I am ashamed to admit that I didn’t discover the joys of pressure cooking until three weeks ago. Ridiculous, right? I know that the process of pressure cooking has been around for more than a century but I’ve never really given it much thought. In fact, I was quite against the idea because to me, it was only for people who were too lazy or too impatient to cook.
You see, I was brought up a very traditional way. My mom baked in a brick oven that was fueled with firewood and my dad chopped wood for our fireplace. That’s right, we didn’t have centralized heating in our home. Instead, we had a fireplace in our living room and radiators in our rooms. Although I don’t practice simple living to that extreme, I have used traditional methods when cooking. In fact, I even had a brick firewood oven built in our backyard. To this very day, it’s still what I use in baking breads, oven roasting meats, and cooking homemade pizza in.
That said, I never really had any problem in simmering a particular dish for long hours so I didn’t see the need to invest in a pressure cooker Besides, I had some backward beliefs about pressure cookers. For one thing, I thought pressure cooking wasn’t healthy because the food would lose all of its nutrients because of high the high heat and pressure that the food was being subjected to.
Next, I thought they were a hazard because they could explode if too much pressure is contained inside. I had a friend whose pressure cooker blew up and scattered Bolognese sauce all over her kitchen. It’s a good thing she was in her living room when it happened or else she could have been seriously hurt.
Last, pressure cookers were expensive. The cheapest pressure cooker in the market is around $100. I’m no cheapskate especially when it comes to things for the kitchen. However, I just couldn’t justify the thought of spending that much on a pot.
All this changed when I was gifted with a pressure cooker set by my sister. The first thing I did I opened the gift was laugh. I asked her if I’ve ever served her rubbery meat because I couldn’t understand why she was gifting me with a pressure cooker. She told me in reply that it was about time that I stepped into the 21st century when it comes to my kitchen.
In the days that followed, I kept researching about pressure cookers and how they affect the quality of the dish being cooked. It was then that I was able to disprove my initial thoughts about pressure cooking.

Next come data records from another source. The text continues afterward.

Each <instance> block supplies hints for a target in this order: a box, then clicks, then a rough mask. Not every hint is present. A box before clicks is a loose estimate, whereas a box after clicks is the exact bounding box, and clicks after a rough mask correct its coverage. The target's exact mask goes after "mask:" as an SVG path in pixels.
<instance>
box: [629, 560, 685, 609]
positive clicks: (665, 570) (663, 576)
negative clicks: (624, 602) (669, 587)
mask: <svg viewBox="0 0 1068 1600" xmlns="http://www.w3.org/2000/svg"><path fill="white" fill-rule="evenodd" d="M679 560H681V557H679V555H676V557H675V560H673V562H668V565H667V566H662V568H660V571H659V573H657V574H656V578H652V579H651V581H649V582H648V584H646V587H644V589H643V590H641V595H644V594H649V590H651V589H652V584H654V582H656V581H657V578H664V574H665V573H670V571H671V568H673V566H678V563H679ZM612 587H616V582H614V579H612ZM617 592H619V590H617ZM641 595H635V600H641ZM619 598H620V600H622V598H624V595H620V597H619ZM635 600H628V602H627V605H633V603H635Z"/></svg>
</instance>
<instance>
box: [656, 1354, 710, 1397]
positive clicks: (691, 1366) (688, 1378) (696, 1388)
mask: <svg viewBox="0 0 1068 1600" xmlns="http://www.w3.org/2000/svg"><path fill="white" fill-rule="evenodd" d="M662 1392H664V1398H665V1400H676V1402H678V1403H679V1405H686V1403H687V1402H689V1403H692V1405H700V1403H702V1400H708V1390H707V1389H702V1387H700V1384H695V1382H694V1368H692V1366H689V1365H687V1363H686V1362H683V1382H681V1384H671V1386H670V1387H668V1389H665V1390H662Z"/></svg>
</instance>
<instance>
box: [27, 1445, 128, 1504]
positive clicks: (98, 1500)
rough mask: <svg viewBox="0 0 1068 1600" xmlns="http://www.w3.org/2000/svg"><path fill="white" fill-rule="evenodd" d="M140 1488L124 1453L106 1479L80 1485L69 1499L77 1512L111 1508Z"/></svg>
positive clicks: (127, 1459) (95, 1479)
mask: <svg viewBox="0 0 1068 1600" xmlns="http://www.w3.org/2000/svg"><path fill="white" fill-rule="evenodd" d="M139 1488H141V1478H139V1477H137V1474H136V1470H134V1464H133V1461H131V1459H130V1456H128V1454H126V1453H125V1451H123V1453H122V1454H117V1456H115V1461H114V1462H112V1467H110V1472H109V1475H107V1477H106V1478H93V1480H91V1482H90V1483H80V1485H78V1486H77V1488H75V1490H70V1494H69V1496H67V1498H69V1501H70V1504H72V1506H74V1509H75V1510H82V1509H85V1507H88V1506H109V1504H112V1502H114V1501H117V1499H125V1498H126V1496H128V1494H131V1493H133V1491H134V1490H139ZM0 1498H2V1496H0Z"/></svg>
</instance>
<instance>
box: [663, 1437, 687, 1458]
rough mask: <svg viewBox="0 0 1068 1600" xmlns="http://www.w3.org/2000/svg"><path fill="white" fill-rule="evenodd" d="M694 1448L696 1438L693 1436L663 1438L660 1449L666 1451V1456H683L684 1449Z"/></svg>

First, it’s not true that essential nutrients in food. According to my research, pressure cookers are able to preserve a lot more nutrients because cooking time is a lot less. Since the food is cooked faster in a pressure cooker, less nutrients are broken down. Next, pressure cookers these days are equipped with safety features that eliminates the risk of explosion. My last point (that pressure cookers are expensive) is still true but since I was given one as a gift, my argument was kind of moot.
Since I received my pressure cooker, cooking has been a lot easier. I no longer have to wait hours for dinner to be done. This has allowed me some free time to play with my kids and enjoy quiet time. It has also improved my dishes especially in the broth department. Broths have always been a problem for me because I am rarely able to make that perfect gelatinous broth no matter how long let the pot simmer. Overall, I think a pressure cooker is something everyone should have in their kitchen.